Im just really interested, have no experience at all with venomous in captivity and we all have to start somewhere don't we. Would be good to get pointers from like minded keepers and see others collections, etc. Wishing you all the best with getting it.


----------



## STReptiles (Feb 6, 2009)

animalstorey said:


> Im just really interested, have no experience at all with venomous in captivity and we all have to start somewhere don't we. Would be good to get pointers from like minded keepers and see others collections, etc. Wishing you all the best with getting it.

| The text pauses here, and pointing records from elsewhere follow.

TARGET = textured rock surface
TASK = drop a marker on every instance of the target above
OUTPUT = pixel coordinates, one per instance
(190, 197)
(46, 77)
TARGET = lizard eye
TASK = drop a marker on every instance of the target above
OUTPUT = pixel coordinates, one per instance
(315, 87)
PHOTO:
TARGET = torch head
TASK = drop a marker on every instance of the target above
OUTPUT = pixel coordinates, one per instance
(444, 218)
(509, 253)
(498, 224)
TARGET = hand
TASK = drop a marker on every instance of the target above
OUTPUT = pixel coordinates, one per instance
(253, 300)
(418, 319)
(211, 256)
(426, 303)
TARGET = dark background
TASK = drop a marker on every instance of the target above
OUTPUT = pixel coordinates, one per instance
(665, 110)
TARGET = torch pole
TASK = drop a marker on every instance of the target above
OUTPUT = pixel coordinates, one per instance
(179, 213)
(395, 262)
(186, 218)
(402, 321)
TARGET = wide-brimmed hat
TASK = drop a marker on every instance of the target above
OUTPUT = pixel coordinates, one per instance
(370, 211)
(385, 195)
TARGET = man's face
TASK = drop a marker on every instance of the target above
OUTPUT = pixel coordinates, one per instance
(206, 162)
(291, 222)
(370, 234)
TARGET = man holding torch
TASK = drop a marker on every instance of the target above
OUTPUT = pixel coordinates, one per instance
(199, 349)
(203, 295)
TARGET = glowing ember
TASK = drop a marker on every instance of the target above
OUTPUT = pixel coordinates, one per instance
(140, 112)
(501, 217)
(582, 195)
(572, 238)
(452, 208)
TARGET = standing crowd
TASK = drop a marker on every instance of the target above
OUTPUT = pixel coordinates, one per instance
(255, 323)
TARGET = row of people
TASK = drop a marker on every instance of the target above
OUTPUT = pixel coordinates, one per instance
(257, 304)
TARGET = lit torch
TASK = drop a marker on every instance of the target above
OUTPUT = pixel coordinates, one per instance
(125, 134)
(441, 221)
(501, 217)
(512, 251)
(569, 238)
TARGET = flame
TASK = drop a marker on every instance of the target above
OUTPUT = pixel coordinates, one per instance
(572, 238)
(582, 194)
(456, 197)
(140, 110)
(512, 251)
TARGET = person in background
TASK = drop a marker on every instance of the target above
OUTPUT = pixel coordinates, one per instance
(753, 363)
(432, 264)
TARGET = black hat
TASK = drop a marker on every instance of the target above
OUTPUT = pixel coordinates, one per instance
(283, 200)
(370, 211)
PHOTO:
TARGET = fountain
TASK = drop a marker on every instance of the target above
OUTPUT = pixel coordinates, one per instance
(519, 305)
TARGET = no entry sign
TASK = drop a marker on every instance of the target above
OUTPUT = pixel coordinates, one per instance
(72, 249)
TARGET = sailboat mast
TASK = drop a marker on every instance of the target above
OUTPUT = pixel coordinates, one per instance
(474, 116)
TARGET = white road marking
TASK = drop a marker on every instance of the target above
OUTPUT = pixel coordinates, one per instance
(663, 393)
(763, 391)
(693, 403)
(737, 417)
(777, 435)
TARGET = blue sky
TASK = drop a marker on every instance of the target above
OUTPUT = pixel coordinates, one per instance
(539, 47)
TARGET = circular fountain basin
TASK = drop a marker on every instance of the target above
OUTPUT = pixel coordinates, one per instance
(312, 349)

There are a few pics of people venomous snake rooms on here if you dig deep, if thats what your looking at?
I know the ins and outs of a hot room etc etc, I just havent had the chance to sling a mamba round on a hook yet if you get ehat I mean 


Just kidding by the way, I wouldnt try that kind of thing lol


----------



## BenjaminBoaz (Jan 6, 2006)

Lol. 
I need a bigger house first.


----------



## STReptiles (Feb 6, 2009)

LOL yes thats my only problem at the moment too.


----------



## BenjaminBoaz (Jan 6, 2006)

The thread i was looking for was the guy that had built an outside reptile room. Really good pictures and set ups. Do you need two ways of entry to the room if it's inside the house? i couldn't do that here.


----------



## tigersnake (Sep 30, 2007)

I have my venomous room inside my house, so the inspector was happy to say my front door was my first door, and the snake room door was my second door. The snake room door had to have glass in the top half so I could see inside the door before entering, and a snake hook on the outside in case there was a snake on the floor when I looked in.
Evey district has it`s own set of slightly different rules though.
Cheers,
Brian.


----------



## Demonlude (Feb 17, 2009)

animalstorey said:


> The thread i was looking for was the guy that had built an outside reptile room. Really good pictures and set ups. Do you need two ways of entry to the room if it's inside the house? i couldn't do that here.


This one? http://www.reptileforums.co.uk/forums/dwa-species/459846-couple-updated-hot-room-pics.html


----------



## STReptiles (Feb 6, 2009)

tigersnake said:


> I have my venomous room inside my house, so the inspector was happy to say my front door was my first door, and the snake room door was my second door. The snake room door had to have glass in the top half so I could see inside the door before entering, and a snake hook on the outside in case there was a snake on the floor when I looked in.
> Evey district has it`s own set of slightly different rules though.
> Cheers,
> Brian.


 That simplifies things alot, wouldnt be too much work to do though really, putting in an extra door. Like a veiwing box just inside the first door.


----------